Commentaire • 0
Sur la décision
| Référence : | TJ Marseille, 0p13 aud civ. prox 4, 11 mars 2025, n° 24/06171 |
|---|---|
| Numéro(s) : | 24/06171 |
| Importance : | Inédit |
| Dispositif : | Délibéré pour mise à disposition de la décision |
| Date de dernière mise à jour : | 5 novembre 2025 |
| Lire la décision sur le site de la juridiction |
Sur les parties
| Avocat(s) : | |
|---|---|
| Parties : |
Texte intégral
TRIBUNAL JUDICIAIRE DE MARSEILLE
Pôle de Proximité
JUGEMENT DU : 24 Juin 2025
Président : Mme MORALES, Juge
Greffier : M. CARITEY,
Débats en audience publique le : 11 Mars 2025
GROSSE :
Le 01 07 2025 à Me Caroline GIRAUD ……………………………………………
à Me ………………………………………..
Le ……………………………………………
à Me ………………………………………..
Le ……………………………………………
à Me ………………………………………..
EXPEDITION :
Le 01 07 2025 à la défenderesse ………………………………………………….
à Me ………………………………………………
Le ………………………………………………….
à Me ………………………………………………
Le …………………………………………………..
à Me ………………………………………………
N° RG 24/06171 – N° Portalis DBW3-W-B7I-5Q4N
PARTIES :
DEMANDERESSE
S.A. FRANFINANCE VENANT AUX DROITS DE LA SAS SOGEFINANCEMENT, dont le siège social est sis [Adresse 3]
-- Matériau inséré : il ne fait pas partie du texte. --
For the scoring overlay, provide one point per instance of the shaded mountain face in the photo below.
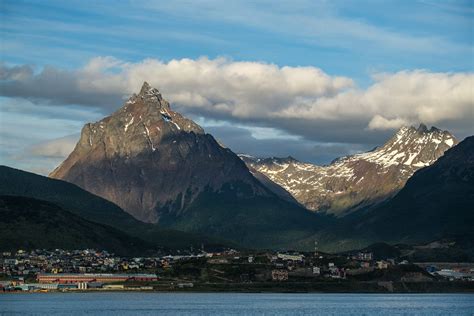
(27, 223)
(360, 180)
(90, 207)
(436, 202)
(150, 160)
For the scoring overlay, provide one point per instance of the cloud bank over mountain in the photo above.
(306, 104)
(257, 93)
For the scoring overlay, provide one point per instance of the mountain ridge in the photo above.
(358, 180)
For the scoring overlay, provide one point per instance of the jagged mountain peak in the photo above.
(361, 179)
(151, 160)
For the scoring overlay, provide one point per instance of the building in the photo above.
(279, 275)
(65, 278)
(365, 256)
(382, 264)
(284, 256)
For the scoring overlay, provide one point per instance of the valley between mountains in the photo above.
(146, 175)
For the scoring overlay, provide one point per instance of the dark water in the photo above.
(235, 304)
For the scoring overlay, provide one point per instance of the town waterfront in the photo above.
(126, 303)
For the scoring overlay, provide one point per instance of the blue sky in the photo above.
(356, 40)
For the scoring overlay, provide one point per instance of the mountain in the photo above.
(162, 168)
(360, 180)
(27, 223)
(92, 208)
(150, 160)
(437, 202)
(435, 205)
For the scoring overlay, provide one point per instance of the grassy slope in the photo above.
(27, 223)
(93, 208)
(258, 222)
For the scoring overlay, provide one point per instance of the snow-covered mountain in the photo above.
(359, 180)
(151, 160)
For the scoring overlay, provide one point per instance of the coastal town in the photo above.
(226, 270)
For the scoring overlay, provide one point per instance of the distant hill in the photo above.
(162, 168)
(88, 206)
(357, 181)
(27, 223)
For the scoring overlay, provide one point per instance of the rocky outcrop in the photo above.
(149, 159)
(360, 180)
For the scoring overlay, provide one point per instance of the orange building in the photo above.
(65, 278)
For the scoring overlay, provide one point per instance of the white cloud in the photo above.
(56, 148)
(380, 122)
(300, 100)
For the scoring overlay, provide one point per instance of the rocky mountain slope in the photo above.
(150, 160)
(162, 168)
(356, 181)
(436, 202)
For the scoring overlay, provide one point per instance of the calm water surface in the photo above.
(235, 304)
représentée par Me Caroline GIRAUD, avocat au barreau de MARSEILLE
DEFENDEUR
Monsieur [P] [S] [W] [Y]
né le [Date naissance 1] 1995 à [Localité 4], demeurant [Adresse 2]
non comparant
EXPOSÉ DU LITIGE
Suivant offre acceptée et signée électroniquement le 20 octobre 2021, la société SOGEFINANCEMENT a consenti à Monsieur [P] [S] [W] [Y] un contrat de crédit amortissable n°38199682568, pour un montant de 13.500 euros remboursable en 80 mensualités de 189,39 euros, hors assurance, moyennant un taux d’intérêts annuel nominal de 3,49 % et un taux annuel effectif global de 3,71 %.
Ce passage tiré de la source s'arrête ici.